Apple Watch thieves arrested after owner ‘pings’ device during police search


Apple Watch thieves arrested after owner 'pings' device during police search
Lesson: Don't steal an Apple Watch.
Photo: Lewis Wallace/Cult of Mac

Two possible Apple Watch thieves have been jailed after the rightful owner “pinged” the device while police officers were searching the thieves’ home.

Pinging an Apple Watch from an iPhone is a way to find your watch if you’ve somehow misplaced it. From the sound of things, it’s pretty great to do if a couple of criminals have stolen your Apple Watch, too.

A Fox40 report notes that:

“Officials said investigators tracked down the location of an Apple Watch stolen in Roseville Wednesday to a parking lot on Auburn Boulevard near Whyte Avenue. In the parking lot was a motorhome with 21-year-old Elijah Filson and 38-year-old Jacob Cummins inside, both of whom were on probation, investigators said.”

While the police were searching the motorhome, the owner of the Apple Watch pinged it.

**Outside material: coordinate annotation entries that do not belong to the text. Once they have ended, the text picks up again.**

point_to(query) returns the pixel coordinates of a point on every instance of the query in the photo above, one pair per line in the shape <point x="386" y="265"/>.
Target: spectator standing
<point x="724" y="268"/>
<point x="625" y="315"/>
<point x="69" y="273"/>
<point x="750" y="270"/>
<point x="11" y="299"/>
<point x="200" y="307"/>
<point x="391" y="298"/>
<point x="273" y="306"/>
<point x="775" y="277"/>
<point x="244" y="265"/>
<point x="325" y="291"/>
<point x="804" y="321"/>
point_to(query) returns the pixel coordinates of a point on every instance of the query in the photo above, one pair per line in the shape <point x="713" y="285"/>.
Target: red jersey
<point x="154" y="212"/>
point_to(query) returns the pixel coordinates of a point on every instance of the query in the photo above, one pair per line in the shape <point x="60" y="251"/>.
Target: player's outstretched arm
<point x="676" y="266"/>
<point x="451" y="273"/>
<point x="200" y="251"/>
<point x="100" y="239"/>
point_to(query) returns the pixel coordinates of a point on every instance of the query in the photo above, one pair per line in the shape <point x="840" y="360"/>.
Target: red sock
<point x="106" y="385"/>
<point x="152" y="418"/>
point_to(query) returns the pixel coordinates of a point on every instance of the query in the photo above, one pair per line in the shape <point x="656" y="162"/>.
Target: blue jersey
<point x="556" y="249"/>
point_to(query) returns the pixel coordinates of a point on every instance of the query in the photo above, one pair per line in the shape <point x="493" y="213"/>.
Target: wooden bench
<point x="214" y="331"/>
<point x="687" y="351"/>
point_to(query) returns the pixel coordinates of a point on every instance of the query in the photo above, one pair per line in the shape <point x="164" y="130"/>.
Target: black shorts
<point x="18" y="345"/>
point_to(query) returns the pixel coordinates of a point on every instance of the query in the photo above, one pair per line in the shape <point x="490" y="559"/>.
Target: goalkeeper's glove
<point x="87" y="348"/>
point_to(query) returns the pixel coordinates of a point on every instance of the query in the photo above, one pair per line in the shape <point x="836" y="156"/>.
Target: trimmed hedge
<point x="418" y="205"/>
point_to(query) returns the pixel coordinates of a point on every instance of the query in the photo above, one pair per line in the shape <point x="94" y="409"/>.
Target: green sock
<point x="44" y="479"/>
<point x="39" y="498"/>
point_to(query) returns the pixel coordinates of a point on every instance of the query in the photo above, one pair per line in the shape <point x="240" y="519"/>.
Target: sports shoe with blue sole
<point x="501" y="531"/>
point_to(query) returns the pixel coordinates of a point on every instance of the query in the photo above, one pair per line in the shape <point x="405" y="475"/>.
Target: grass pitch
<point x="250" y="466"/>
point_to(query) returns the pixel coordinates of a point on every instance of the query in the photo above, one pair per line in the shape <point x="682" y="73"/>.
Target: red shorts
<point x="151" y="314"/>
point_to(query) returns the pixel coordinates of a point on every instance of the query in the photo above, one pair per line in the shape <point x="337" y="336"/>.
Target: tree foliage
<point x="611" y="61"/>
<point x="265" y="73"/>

This caused it to emit a sound, leading the officers to its hiding place in a cabinet in the back of the motorhome. The two suspected thieves were booked on charges including possession of stolen property and possession of a controlled substance.

Find My iPhone: Finding Apple Watch thieves and more

Most users know that it’s possible to ping an iPhone from an Apple Watch. However, not everyone knows that the reverse is also true. In order to ping your Apple Watch, it must be connected to the internet. Users must then launch the Find My iPhone app on their device, and sign into iCloud. Next, select the Apple Watch from the list of devices. The Watch will then appear on a map, showing its location. Tapping the Watch icon brings up the option of a “play sound” button.

Find My iPhone has been used to track down many stolen Apple devices over the years. The feature was first introduced in August 2011. It displays the location of iDevices on a world map, using GPS to pinpoint exact location. At last year’s Coachella music festival, Find My iPhone helped catch a thief who had stolen 100 phones. More notably, it was even used to save a kidnapped bride from a forced marriage.